Mais l’organisation officielle s’arrête à l’embarquement. Une fois à Médine ou à La Mecque, chaque hadj algérien gère ses dépenses avec ce qu’il a pu rassembler. L’allocation officielle en riyals, complétée par le produit islamique ESSABIL de la BNA, couvre le forfait de base. Elle ne couvre pas les sacrifices, les achats au souk Al-Zal, les dépenses médicales imprévues, ni les pourboires devenus normatifs dans les hôtels saoudiens. Ce qui manque se trouve au Square, avant le départ. Mohamed Himrane, expert financier, l’avait dit sans détour dans les colonnes d’Horizons : «La pression sur la demande, confrontée à une offre limitée d’euros sur le marché parallèle, entraîne naturellement une tension sur les cours.»
Ce que la loi de finances 2026 change — et où elle bute
Depuis le 1er janvier, un verrou a sauté pour la diaspora algérienne. L’article 129 de la loi de finances 2026 supprime la dérogation qui permettait aux Algériens non-résidents d’entrer au pays avec des espèces en devises sans justification de change. Concrètement : un Algérien vivant à Lyon qui rentre à Sétif avec 5 000 euros en liquide doit désormais prouver qu’il les a changés dans un circuit bancaire agréé — sans quoi les agents douaniers, équipés du portail ALCES, peuvent procéder à une saisie conservatoire.
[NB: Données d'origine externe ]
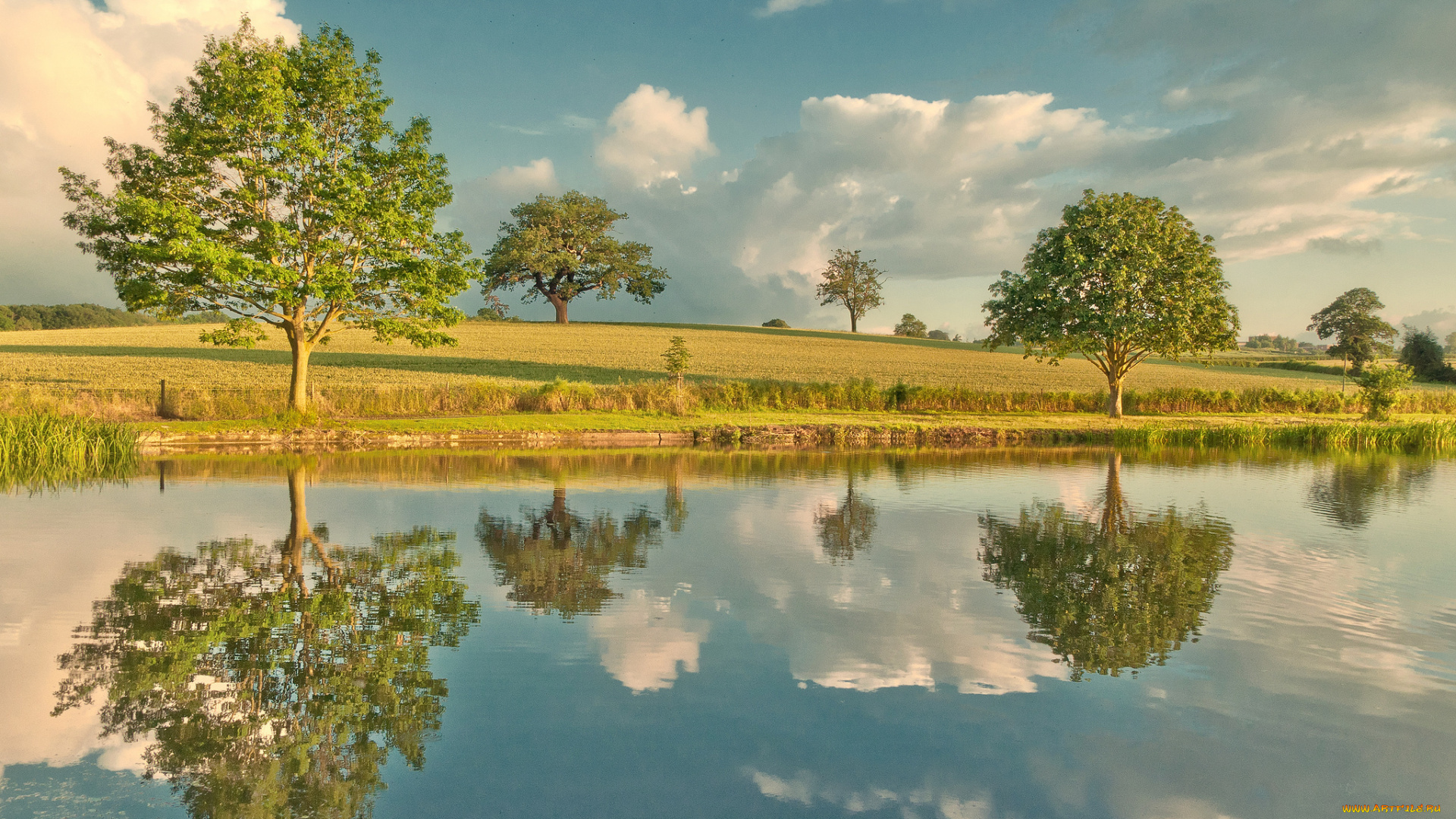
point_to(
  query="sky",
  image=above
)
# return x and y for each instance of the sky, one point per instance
(747, 140)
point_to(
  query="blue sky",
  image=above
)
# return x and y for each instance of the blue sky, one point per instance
(1312, 137)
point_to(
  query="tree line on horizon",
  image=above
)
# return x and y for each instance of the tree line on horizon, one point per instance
(281, 197)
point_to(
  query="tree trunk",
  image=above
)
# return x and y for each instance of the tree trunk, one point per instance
(299, 387)
(561, 308)
(1114, 397)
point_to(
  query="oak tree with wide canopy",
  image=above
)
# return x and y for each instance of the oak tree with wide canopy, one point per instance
(854, 283)
(1122, 279)
(560, 248)
(281, 196)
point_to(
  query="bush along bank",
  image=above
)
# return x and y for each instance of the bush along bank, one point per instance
(491, 398)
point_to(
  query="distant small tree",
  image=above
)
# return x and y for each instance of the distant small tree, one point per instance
(560, 248)
(912, 327)
(1360, 335)
(1381, 390)
(1122, 279)
(677, 359)
(854, 283)
(280, 196)
(1424, 356)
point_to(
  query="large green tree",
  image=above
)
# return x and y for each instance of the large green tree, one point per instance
(274, 679)
(1122, 279)
(278, 194)
(854, 283)
(1360, 334)
(561, 246)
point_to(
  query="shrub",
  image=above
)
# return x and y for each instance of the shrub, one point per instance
(1423, 353)
(1381, 390)
(910, 327)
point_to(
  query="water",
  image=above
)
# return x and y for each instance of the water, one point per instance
(956, 634)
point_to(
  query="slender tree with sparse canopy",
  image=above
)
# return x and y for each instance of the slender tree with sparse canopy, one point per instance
(1360, 334)
(560, 248)
(1122, 279)
(854, 283)
(281, 196)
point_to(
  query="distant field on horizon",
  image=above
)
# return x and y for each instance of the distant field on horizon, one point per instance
(593, 353)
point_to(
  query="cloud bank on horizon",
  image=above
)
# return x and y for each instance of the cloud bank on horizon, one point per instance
(1315, 143)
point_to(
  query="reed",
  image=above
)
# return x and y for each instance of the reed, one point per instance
(1338, 436)
(488, 397)
(47, 450)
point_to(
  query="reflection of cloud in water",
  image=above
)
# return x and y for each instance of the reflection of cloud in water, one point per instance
(805, 789)
(647, 642)
(1313, 615)
(916, 613)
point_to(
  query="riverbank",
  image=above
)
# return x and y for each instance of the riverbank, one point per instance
(788, 428)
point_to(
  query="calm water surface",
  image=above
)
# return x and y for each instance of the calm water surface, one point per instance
(685, 632)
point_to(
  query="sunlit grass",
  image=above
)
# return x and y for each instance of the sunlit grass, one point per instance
(587, 353)
(42, 450)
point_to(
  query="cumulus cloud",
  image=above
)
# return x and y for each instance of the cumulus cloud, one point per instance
(71, 74)
(651, 136)
(538, 177)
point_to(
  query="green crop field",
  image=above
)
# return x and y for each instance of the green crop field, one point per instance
(590, 353)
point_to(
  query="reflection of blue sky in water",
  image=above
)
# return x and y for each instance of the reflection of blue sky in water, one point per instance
(743, 670)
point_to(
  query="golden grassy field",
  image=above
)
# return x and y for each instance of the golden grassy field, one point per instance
(592, 353)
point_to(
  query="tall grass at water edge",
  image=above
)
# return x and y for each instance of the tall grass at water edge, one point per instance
(1417, 436)
(488, 398)
(47, 450)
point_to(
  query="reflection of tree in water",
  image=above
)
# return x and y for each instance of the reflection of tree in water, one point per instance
(1116, 592)
(1350, 490)
(848, 528)
(270, 689)
(560, 561)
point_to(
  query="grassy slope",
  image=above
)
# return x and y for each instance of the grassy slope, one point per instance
(595, 353)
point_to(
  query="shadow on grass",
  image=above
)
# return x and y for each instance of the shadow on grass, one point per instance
(441, 365)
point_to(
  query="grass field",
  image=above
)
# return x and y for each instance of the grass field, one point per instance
(587, 353)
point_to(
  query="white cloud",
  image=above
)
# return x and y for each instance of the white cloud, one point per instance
(538, 177)
(72, 74)
(651, 137)
(780, 6)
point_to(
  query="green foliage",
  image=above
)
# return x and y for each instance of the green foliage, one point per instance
(281, 196)
(67, 316)
(1122, 279)
(268, 687)
(557, 560)
(1360, 334)
(560, 248)
(912, 327)
(1279, 343)
(47, 450)
(854, 283)
(1381, 390)
(1423, 353)
(677, 356)
(1117, 592)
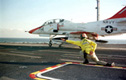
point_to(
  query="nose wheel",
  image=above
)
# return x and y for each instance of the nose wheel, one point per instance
(50, 43)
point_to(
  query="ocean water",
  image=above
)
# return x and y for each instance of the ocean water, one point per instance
(45, 40)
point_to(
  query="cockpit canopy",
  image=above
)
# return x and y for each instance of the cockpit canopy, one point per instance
(53, 21)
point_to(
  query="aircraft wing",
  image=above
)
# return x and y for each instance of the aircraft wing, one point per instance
(91, 36)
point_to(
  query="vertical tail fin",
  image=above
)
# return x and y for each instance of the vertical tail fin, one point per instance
(120, 14)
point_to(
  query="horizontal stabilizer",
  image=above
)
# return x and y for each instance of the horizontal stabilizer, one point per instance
(101, 41)
(120, 14)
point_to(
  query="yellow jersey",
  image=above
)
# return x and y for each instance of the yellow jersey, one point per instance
(85, 44)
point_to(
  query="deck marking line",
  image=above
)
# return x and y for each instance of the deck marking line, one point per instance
(38, 74)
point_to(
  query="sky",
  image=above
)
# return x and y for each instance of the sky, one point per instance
(18, 16)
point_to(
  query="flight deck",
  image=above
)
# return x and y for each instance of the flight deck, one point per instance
(38, 61)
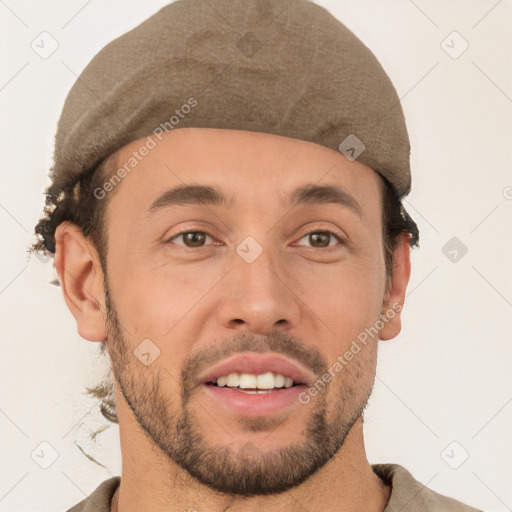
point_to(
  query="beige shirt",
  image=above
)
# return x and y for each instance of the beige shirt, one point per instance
(407, 494)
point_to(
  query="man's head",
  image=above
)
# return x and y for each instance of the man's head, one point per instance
(297, 251)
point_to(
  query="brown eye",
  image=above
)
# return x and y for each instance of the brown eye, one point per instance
(321, 239)
(191, 239)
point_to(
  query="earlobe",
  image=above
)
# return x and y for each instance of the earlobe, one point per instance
(81, 279)
(397, 286)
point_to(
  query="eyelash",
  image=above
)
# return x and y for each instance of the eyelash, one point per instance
(317, 230)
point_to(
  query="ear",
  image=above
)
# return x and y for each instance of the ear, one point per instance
(81, 279)
(394, 297)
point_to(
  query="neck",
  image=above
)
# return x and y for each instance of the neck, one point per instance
(151, 482)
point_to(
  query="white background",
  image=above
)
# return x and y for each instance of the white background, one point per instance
(445, 378)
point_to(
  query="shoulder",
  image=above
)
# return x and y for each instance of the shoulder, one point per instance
(99, 500)
(409, 494)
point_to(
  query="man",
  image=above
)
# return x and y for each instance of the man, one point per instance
(225, 217)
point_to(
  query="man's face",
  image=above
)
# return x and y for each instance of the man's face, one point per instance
(257, 277)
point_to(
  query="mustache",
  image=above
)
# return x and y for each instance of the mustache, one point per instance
(276, 341)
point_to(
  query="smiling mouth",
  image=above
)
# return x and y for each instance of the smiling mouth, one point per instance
(263, 383)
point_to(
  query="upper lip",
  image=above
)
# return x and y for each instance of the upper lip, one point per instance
(257, 364)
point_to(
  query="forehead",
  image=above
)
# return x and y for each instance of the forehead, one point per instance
(234, 168)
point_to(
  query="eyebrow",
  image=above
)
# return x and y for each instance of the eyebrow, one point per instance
(309, 194)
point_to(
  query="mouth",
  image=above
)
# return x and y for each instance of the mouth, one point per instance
(251, 383)
(255, 384)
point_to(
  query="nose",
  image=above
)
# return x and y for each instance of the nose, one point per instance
(259, 297)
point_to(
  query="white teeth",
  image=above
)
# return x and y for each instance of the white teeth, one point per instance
(266, 381)
(248, 381)
(278, 380)
(233, 380)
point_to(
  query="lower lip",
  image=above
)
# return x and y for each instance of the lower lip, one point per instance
(248, 404)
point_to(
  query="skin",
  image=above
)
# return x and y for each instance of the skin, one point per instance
(296, 299)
Ce dispositif a réduit une pratique précise : les membres de la diaspora qui servaient d’intermédiaires pour injecter des devises dans les circuits informels algériens depuis l’étranger. Ce qu’il n’a pas changé, c’est la géographie du marché noir lui-même. Le Square Port-Saïd n’est pas un point de passage douanier. Les cambistes de Bab El-Oued, du centre-ville d’Oran ou du marché Souk Ahras à Constantine ne demandent ni passeport ni justificatif. La loi a fermé une porte d’entrée. Elle n’a pas fermé le marché.
La diaspora : 2,5 millions de passages d’été, un seul réflexe de change
Chaque été, l’Algérie enregistre plusieurs millions d’entrées de ressortissants résidant à l’étranger — essentiellement de France, de Belgique, du Canada et des Émirats. Ces arrivées représentent, selon les estimations de la Banque d’Algérie, la deuxième source d’entrées de devises après les exportations d’hydrocarbures. Mais une partie significative de cet argent ne passe jamais par les guichets bancaires : il alimente directement le marché noir, via des familles qui changent l’argent des frères ou cousins établis à l’étranger, ou via des réseaux de confiance qui opèrent depuis les mêmes adresses depuis des années.
L’été 2025 avait illustré l’ampleur de ce flux : l’euro se négociait autour de 263 dinars en août, avant de monter à 283,50 dinars en novembre — un écart de 20 dinars en quatre mois, porté d’abord par la demande estivale puis par les anticipations de fin d’année. En 2026, le Hadj précède l’été de quelques semaines seulement. Les deux vagues de demande se succèdent sans respiration : les cambistes entrent dans leur période la plus rentable de l’année avec des cours déjà hauts.
Ce que cela change
L’allocation officielle de voyages plafonnée à 750 euros par adulte par an reste la mesure la plus révélatrice de la déconnexion entre la politique de change algérienne et les besoins réels de la population. Un Algérien qui part en vacances en France deux semaines, un hadj qui passe trois semaines en Arabie saoudite, un étudiant qui s’installe à l’étranger : tous épuisent cette enveloppe en quelques jours. Le reste, ils le trouvent au marché noir.
Les 279 dinars affichés ce lundi pour l’euro ne sont pas un accident de calendrier. Ils sont la valeur d’équilibre d’un marché que trente ans de contrôle des changes n’ont jamais réussi à éteindre — et qui aborde aujourd’hui l’une de ses saisons les plus sollicitées.